Von Christoph B. Schiltz, Korrespondent in Brüssel

Im Sudan bricht die vereinbarte Waffenruhe immer wieder. Noch immer versuchen viele Menschen, vor dem bewaffneten Konflikt zu fliehen. EU-Kommissar Janez Lenarcic warnt in WELT AM SONNTAG vor einem Übergreifen der Unruhen auf benachbarte Staaten.

Die Europäische Kommission warnt vor einer Ausweitung der Unruhen im Sudan auf Länder in der Nachbarschaft. „Das Risiko, dass die Krise auf umliegende Staaten in der Region übergreift, ist reell“, sagte der für humanitäres Krisenmanagement zuständige EU-Kommissar Janez Lenarcic WELT AM SONNTAG. Rund um den Sudan lägen weitere Staaten, die „höchst fragil“ sind. „Die Konsequenzen wären desaströs. Das kann niemand wollen – darum muss die erste Priorität sein, die beiden Kriegsparteien zur Vernunft zu bringen“, sagte Lenarcic weiter.

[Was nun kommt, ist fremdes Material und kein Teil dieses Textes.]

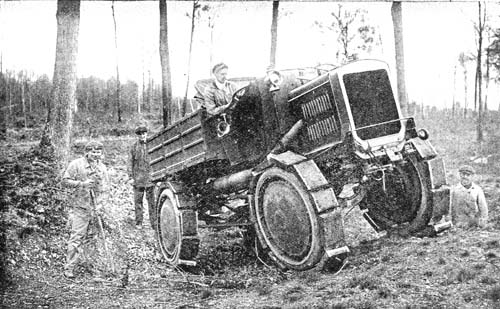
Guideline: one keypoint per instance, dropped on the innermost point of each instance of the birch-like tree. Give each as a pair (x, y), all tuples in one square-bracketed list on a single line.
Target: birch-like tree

Der Kommissar aus Slowenien erwartet eine weitere Verschärfung der Situation. Die Lage im Sudan sei schon vor der jetzigen Krise dramatisch gewesen und „kann jetzt nur noch schlimmer werden“, betonte der Kommissar. „Das Land steht in Flammen, es fehlt an allem: sauberen Wasser, Nahrungsmitteln, Medikamenten und Kraftstoff.“ Hunderte von humanitären Programmen im ganzen Land seien suspendiert worden, Lagerhäuser geplündert und die Transportmittel, auf die humanitäre Helfer angewiesen sind, zerstört. Dafür seien, so Lenarcic, allein die beiden Kriegsparteien verantwortlich, aber die Zivilbevölkerung des Sudan müsse dafür „zahlen“.

Lenarcic forderte einen „haltbaren, langfristigen Waffenstillstand und Respekt für das internationale Völkerrecht, damit die humanitären Akteure wieder ihre Arbeit machen können“.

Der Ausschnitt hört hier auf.